My mother loved the dogwood blooms –
each spring a fresh crucifixion.
And when it flushed wild in the clearing
where our new house stood,
on a stripped skull, quick to erode,
my mother rushed to the dogwood,
cupped each stained white blossom
in her hand and whispered, “forgive, forgive.”
She never went to church anymore,
never again touched her cold dead Mary,
never again begged favor or grace,
not after that first spring
not after the twisted
cursed and giving lumbers
first sprung upon her eyes –
a crucifixion, multiplied,
a hundred times, a hundred Aprils,
on the limbs of a retribution.
Image: Aaron Burden on Unsplash
To me this is so American Devon. There is that sense of fervency and reliance running wild. I love it. You epitomize an element of the unseen but strongly felt.
Thank you, Ray.
I was rummaging around in the cedar chest of memory to find moments of my mother’s life that I found particularly evocative of who she is.

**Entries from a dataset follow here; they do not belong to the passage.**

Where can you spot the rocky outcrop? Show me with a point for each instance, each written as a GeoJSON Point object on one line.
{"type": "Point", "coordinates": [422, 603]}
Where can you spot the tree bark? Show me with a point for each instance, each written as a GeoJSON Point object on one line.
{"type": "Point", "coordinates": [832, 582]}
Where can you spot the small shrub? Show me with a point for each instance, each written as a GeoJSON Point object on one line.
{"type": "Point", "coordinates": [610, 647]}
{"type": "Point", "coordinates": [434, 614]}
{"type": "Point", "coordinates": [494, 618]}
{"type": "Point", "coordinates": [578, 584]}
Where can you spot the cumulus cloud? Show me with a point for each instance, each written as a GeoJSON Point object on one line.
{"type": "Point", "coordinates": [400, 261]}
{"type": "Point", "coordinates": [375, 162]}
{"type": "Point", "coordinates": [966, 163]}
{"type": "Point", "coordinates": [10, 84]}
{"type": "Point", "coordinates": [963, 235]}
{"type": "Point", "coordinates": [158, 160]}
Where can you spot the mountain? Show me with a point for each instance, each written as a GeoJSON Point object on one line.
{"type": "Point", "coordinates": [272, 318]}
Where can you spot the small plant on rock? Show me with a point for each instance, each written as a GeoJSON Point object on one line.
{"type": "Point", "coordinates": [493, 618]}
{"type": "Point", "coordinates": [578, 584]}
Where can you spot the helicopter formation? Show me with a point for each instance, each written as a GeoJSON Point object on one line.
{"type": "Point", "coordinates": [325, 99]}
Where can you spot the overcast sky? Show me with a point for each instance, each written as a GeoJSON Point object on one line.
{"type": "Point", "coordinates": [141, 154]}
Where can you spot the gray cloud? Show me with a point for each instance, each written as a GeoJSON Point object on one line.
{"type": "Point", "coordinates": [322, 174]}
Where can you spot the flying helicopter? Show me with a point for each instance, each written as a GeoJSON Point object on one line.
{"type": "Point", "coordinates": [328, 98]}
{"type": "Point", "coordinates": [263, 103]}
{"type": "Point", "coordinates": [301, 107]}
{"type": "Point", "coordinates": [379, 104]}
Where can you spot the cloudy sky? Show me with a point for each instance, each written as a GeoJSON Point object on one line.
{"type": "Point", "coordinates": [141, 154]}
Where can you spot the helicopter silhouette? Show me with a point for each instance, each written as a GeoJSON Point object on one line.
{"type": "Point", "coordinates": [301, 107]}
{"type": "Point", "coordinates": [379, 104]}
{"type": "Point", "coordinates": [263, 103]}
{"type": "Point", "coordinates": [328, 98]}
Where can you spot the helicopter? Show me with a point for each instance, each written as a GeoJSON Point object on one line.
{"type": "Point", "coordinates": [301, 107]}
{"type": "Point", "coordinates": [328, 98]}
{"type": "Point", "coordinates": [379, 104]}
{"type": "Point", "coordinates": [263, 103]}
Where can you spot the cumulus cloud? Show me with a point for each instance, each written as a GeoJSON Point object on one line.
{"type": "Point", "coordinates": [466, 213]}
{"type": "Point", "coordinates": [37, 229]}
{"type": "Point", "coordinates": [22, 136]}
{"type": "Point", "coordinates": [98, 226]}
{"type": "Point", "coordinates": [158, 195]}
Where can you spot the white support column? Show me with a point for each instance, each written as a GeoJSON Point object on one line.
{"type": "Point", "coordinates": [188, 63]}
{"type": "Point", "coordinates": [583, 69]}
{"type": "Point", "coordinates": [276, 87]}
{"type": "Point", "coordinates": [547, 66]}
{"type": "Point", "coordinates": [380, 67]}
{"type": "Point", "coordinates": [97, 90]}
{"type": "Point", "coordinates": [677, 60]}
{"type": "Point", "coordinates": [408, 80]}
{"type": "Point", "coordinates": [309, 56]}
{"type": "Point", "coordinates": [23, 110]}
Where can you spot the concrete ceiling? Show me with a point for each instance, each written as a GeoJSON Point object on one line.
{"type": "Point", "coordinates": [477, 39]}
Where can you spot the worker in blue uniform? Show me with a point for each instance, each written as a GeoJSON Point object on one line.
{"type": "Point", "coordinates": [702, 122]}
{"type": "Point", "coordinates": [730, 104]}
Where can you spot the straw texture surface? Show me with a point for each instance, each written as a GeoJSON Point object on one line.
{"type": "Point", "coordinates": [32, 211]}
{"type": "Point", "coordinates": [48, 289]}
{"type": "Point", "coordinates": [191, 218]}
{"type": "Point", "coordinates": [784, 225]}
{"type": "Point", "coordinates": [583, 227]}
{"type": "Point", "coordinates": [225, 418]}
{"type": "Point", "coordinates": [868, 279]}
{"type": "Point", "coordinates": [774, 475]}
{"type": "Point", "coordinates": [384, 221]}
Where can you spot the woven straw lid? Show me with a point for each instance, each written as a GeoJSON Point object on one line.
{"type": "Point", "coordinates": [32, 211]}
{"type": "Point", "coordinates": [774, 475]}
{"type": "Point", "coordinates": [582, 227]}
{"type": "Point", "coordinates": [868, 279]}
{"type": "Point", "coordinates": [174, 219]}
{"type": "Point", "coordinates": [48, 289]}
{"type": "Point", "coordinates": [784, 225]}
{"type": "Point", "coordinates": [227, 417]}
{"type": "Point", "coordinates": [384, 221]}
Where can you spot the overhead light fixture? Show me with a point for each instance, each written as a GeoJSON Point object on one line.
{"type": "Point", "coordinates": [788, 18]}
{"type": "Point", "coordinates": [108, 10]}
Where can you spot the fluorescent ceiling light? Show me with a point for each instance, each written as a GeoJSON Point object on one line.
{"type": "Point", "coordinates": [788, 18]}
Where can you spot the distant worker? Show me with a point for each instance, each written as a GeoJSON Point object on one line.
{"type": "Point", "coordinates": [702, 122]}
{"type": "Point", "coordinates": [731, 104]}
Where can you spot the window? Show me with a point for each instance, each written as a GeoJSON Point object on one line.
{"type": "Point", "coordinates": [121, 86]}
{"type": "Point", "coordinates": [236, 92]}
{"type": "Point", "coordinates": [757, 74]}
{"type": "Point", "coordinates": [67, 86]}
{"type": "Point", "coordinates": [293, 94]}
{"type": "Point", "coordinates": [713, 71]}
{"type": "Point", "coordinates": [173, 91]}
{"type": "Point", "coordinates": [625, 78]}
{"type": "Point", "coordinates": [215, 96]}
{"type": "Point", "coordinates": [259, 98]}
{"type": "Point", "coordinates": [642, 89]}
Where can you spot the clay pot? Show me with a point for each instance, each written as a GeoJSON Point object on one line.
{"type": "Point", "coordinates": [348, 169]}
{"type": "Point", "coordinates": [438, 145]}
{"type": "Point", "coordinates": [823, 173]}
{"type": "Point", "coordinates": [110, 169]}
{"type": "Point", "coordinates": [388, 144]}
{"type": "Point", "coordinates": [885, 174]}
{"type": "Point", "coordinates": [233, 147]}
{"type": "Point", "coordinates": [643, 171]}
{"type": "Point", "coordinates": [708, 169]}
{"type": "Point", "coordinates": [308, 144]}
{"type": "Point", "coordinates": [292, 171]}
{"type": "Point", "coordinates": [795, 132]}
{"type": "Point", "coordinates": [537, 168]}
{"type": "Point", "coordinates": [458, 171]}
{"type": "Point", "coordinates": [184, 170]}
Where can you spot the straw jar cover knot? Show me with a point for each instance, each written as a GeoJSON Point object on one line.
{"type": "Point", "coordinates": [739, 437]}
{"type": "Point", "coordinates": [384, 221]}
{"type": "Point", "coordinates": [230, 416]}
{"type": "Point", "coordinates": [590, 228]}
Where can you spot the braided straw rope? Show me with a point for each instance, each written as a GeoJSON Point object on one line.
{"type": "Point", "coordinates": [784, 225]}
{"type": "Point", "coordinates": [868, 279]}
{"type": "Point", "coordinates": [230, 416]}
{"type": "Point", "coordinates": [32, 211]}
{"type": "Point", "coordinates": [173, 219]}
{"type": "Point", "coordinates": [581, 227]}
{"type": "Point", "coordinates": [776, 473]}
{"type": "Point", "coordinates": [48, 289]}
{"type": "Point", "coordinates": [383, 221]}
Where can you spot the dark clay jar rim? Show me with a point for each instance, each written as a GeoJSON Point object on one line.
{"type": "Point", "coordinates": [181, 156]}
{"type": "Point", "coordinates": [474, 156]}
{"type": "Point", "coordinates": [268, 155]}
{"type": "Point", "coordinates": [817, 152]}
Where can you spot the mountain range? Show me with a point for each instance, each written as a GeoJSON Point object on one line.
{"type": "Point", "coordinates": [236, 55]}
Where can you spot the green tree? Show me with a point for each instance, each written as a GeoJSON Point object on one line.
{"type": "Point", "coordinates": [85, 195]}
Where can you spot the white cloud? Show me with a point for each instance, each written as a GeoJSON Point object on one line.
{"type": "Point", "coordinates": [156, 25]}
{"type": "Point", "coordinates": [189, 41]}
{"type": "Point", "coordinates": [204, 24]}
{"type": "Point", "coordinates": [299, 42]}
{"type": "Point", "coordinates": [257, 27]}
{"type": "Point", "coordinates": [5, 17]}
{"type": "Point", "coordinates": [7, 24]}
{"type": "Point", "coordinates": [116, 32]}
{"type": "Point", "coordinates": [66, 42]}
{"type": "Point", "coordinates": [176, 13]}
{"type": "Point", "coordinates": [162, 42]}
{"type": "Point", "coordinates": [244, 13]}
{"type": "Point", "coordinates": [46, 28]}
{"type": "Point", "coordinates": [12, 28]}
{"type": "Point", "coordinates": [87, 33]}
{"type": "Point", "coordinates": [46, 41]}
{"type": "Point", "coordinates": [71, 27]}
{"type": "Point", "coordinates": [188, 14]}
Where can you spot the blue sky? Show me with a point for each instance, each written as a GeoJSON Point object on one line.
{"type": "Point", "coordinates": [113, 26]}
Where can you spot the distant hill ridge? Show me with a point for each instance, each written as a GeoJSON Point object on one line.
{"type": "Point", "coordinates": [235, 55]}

Devon, you have a natural propensity for the written poetic word. Not only in depth, but a pouring out of feeling and well-defined emotion- as if the pen is an extension of your soul. Brilliant!!
Thank you, Lance. I am truly humbled, honored and encouraged to keep plodding on by your words. You’re the best.
Grateful for your kind words, Devon. And, it is a wonderful pleasure.